Le Mouvement des Éclaireurs Israélites de France était né.

Ces trois phrases symboliques, ce dimanche 26 mai 2013, trois anciens EI les ont rappelées sur le parvis de la synagogue de Versailles devant 400 EI, jeunes et moins jeunes, fiers de célébrer le 90ème anniversaire des Éclaireuses et Éclaireurs Israélites de France (EEIF) par cet événement fondateur.

-Jean-Raphaël Hirsch dit Nano, réfugié à la maison des EI de Moissac. Le plus jeune résistant de France qui, sur sa bicyclette à 9 ans transmettait messages et matériel.

-Monique Elfassy dit Ayala, restée orpheline après la Shoah qui, tout au long de sa vie, s’est consacrée au mouvement, y assumant diverses responsabilités jusqu’au début des années 2000.

-Jean-Charles Levyne dit Musaraigne, scout de la première heure ayant représenté le mouvement dans diverses instances du scoutisme national et international.

À leur suite, six jeunes EI de Versailles prononcent la nouvelle promesse dont le texte au fil des ans a évolué et s’est enrichi des notions de partage et d‘engagement, de respect de l’autre, de l’environnement, et d’attachement à Israël.

Après l'introduction de Béatrice Halpern Boukris, secrétaire des E.E.I.F, racontant l’histoire de cette promesse, François de Mazières, Député-maire de Versailles a pris la parole et salué « L’élan du cœur que constitue toute promesse de jeune. Un symbole de tolérance et de dignité dans les plus grandes difficultés de l’existence ». 

Samuel Sandler, Président de l 'A.C.I.V. , rappelle le destin EI en évoquant le rôle de J.P. Bader qui en 1943 fabriquait des faux papiers dans la cuisine de ses parents. 
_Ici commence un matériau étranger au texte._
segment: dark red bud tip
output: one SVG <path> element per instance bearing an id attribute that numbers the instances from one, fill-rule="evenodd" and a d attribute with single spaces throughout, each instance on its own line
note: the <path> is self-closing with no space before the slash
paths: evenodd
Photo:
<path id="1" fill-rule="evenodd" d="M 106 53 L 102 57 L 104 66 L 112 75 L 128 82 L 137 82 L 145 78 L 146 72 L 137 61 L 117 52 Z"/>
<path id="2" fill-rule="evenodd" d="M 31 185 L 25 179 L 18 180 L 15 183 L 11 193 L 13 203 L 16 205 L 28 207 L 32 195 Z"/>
Michel Payen, Président du Scoutisme français se réjouit de « Toutes ces promesses dont se nourrit la Fédération à travers ses membres qui voient dans la rencontre, dans l’action et le partage avec l’autre, quelque chose de constructif non seulement pour eux mais pour notre société et pour le monde ».

Le président des E.E.I.F. Michel Nakache explique pourquoi les EI ont décidé de placer cet événement singulier et unique au centre des festivités de leur année d’anniversaire : « Parce qu’il représente exactement ce que le scoutisme juif a envie d’exprimer aujourd’hui dans la société française ».

La cérémonie menée par Béatrice Halpern-Boukris qui a réalisé ce projet avec l'aide de Samuel Sandler Président de l'A.C.I.V. et grâce à la collaboration de la Ville de Versailles, se conclue par le dévoilement d’une stèle devant la synagogue qui rappellera aux riverains, fidèles, touristes et passants occasionnels ce moment d’histoire très particulier conjugué à l’histoire locale d’une communauté juive présente depuis plusieurs siècles à Versailles.

Avant de se disperser, tous les EI présents, encadrés par leur Commissaire Générale, Karen Allali, ont entonné le chant fédéral.